Private Equity Investor To MSPs: Know Your Options To Get The Best Valuation
MSPs can get a lot of benefit from studying what private equity firms are looking for, even if a sale of their company is years away, says Hannah Paige, director at Worklyn Partners.
Even if a sale is five, 10 or 15 years away, it’s worthwhile for an MSP to start learning how potential private equity acquirers are likely to value their company, according to investor Hannah Paige.
As busy as MSP owners are, it pays off to carve out a half hour every week—or even every month—to “better understand what we’re looking for and how to grow your business accordingly,” she told an audience of MSPs Monday during the XChange March 2024 conference.
“Make sure you’re aware of all the options out there so you’re maximizing that end value,” said Paige, director at New York-based investment firm Worklyn Partners.
[Related: Preparing An MSP For Private Equity: ITPartners+ CEO Lays It Out]
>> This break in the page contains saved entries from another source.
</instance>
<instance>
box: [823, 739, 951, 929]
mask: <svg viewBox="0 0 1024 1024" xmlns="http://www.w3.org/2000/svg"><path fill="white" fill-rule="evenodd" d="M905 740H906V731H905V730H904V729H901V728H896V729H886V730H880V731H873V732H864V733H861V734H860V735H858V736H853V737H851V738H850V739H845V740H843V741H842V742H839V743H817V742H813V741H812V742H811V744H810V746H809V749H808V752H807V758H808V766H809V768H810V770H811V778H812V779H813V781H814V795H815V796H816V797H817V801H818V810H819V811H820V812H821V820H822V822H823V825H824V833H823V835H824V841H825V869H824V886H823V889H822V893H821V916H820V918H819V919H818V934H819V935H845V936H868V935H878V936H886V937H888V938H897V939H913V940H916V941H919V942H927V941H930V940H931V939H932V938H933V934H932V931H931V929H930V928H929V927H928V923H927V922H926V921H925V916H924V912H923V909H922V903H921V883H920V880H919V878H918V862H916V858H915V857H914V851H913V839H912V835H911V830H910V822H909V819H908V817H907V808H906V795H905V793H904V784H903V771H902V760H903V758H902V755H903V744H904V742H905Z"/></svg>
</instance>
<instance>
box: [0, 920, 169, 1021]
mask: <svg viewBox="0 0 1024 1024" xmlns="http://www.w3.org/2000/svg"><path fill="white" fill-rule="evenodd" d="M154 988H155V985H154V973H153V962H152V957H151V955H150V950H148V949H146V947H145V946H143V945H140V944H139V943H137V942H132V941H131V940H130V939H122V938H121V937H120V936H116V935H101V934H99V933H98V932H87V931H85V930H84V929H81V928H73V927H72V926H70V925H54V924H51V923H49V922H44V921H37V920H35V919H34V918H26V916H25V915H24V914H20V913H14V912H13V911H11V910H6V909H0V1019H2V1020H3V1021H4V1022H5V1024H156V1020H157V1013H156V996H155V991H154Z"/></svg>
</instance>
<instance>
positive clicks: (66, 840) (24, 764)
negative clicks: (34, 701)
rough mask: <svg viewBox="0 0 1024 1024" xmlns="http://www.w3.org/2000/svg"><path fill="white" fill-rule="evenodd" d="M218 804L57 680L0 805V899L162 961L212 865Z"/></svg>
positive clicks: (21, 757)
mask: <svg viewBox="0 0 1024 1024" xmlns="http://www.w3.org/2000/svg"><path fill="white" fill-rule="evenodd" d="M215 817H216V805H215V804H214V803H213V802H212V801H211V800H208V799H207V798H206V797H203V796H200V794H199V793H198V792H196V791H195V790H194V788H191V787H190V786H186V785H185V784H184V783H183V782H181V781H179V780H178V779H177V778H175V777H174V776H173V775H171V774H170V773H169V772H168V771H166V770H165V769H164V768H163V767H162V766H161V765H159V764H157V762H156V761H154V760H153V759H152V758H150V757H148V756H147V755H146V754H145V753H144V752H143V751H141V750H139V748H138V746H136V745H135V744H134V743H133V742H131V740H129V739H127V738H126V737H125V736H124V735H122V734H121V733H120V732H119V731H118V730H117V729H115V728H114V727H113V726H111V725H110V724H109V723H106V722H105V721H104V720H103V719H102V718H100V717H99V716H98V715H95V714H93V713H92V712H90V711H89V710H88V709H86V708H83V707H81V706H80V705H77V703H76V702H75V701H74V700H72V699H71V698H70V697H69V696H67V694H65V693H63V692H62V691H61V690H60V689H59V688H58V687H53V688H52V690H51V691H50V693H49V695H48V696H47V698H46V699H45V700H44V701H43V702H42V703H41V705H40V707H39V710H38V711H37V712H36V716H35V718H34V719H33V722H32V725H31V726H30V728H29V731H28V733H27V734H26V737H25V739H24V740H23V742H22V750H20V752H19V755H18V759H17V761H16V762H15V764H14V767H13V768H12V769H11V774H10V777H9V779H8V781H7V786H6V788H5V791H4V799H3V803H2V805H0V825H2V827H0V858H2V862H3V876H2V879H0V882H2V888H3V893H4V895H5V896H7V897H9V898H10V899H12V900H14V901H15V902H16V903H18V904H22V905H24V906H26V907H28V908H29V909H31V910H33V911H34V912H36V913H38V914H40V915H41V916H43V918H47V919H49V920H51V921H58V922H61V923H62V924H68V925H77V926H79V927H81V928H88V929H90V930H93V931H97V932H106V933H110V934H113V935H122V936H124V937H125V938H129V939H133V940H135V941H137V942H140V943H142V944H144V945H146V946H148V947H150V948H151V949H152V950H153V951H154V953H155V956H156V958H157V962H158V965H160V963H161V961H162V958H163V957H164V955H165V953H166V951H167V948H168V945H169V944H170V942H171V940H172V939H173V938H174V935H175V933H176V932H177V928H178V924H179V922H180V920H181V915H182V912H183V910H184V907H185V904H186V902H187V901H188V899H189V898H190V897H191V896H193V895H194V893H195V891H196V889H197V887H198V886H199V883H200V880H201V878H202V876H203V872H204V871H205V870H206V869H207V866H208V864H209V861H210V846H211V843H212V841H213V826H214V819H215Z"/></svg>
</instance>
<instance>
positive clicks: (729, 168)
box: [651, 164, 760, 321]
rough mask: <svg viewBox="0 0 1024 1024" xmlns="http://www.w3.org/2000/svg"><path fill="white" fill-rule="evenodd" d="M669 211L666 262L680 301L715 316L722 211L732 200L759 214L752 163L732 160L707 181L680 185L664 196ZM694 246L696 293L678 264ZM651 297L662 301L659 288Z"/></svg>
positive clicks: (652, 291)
As part of her aim of demystifying the M&A process, Paige provided “really key points for any organization that is new to looking at how a private equity firm can come in and help them,” said Raymond Ribble, founder and CEO of Gardena, Calif.-based SPHER.
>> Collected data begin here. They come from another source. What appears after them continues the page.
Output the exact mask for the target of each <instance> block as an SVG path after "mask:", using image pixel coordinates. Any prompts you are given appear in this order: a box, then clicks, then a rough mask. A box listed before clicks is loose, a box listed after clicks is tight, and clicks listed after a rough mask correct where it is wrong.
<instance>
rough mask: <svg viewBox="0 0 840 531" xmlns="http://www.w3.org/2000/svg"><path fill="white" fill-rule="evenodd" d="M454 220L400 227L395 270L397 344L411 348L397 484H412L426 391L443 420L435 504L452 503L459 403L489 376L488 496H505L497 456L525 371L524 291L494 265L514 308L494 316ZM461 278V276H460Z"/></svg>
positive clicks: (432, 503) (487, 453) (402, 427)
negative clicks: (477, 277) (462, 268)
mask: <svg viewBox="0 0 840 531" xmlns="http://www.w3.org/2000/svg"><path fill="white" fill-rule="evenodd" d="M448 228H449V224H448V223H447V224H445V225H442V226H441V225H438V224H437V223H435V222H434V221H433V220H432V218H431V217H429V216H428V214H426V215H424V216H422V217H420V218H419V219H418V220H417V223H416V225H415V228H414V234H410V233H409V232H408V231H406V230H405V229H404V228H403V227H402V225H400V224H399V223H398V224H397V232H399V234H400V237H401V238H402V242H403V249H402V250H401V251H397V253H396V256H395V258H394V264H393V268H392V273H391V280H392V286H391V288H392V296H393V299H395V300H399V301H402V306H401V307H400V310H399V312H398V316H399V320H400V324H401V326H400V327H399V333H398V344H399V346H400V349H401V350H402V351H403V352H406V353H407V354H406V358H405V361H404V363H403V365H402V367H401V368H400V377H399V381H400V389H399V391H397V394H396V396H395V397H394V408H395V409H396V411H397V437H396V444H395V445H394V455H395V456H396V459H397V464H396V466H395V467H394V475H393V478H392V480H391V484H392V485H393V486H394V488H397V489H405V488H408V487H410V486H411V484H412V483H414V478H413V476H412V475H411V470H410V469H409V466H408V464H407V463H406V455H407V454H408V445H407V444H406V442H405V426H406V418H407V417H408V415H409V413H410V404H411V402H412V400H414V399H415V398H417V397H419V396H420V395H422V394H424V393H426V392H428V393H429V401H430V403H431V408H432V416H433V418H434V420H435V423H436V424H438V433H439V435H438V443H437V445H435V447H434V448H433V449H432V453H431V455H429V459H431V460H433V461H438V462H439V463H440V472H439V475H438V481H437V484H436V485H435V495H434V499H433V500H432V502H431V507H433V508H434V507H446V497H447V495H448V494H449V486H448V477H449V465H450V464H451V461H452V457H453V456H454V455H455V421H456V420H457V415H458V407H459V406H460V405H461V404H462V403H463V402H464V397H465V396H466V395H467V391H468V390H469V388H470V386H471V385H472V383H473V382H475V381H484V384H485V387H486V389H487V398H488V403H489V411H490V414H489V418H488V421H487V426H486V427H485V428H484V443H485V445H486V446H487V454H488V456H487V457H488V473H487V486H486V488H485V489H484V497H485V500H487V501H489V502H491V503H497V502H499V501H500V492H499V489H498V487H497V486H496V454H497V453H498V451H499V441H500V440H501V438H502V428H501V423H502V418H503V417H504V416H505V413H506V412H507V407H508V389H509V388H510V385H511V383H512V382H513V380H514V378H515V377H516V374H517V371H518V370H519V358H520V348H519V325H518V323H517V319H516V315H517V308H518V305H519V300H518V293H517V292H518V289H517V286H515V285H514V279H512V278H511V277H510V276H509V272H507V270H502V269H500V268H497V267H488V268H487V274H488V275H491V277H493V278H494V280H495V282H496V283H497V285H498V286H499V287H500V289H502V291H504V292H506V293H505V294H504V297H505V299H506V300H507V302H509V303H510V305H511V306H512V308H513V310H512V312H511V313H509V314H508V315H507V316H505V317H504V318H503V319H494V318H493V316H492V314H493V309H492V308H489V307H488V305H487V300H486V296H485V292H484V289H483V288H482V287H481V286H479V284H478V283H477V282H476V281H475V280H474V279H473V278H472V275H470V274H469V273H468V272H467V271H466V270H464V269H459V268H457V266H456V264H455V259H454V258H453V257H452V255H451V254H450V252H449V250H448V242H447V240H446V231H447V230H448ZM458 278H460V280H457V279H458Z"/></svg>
Without a doubt, it’s crucial for MSPs to go through the exercise of “introspectively looking at their business” prior to pursuing a sale, Ribble said. That way, an MSP can determine, “What do I need to do before I’m ready to have that conversation?”
The session at XChange, which is hosted by CRN parent The Channel Company and held this week in Orlando, Fla., also included a number of useful qualitative criteria that private equity investors will assess, Ribble said. This included information around the often-discussed issue of the “long tail” of legacy SMB customers that are not profitable for the MSPs, he said.
Ribble also said he appreciated the focus on “buyer archetypes”—including the difference between scenarios where that MSP would be considered the “platform” or the “add-on” by the private equity investor.
In cases where a private equity buyer has never made an investment in the space, it likely will want to use the MSP as a “platform” and will retain the company’s brand and staff, Paige said. For “add-on” acquisitions, the acquired companies are less likely to keep their employees and brand, she said.
In terms of quantitative criteria, the biggest factors include annual recurring revenue (ARR) and monthly recurring revenue (MRR); revenue mix (specifically the split between managed services and resale revenue); customer retention and churn; and gross margin, according to Paige.
Revenue growth is also “incredibly important” in terms of how a private equity firm will value an MSP, she said. MSPs that can surpass the industry average of 10 percent to 15 percent in annual revenue growth will fetch a much higher valuation, Paige said.
“We want to know that the business is going to keep growing once we acquire it,” she said.
Industry specializations for the MSP are another major influence on valuation, with service providers that focus on health care, manufacturing, financial services and SLED (state, local and education) being among the most valuable in the eyes of private equity investors, according to Paige.
Ultimately though, before considering any other aspects of a potential sale of their business, MSP owners will want to get clear on what their true priorities are, she said.
“What do you really want to get out of a sale? What do you care about? Do you want to keep running your business? Do you want your business to exist with the same brand, the same identity, the same culture, the same people?” Paige said. “Or do you want to maximize cash at close? Are you just trying to retire, live on a beach somewhere? That sounds pretty good, too.”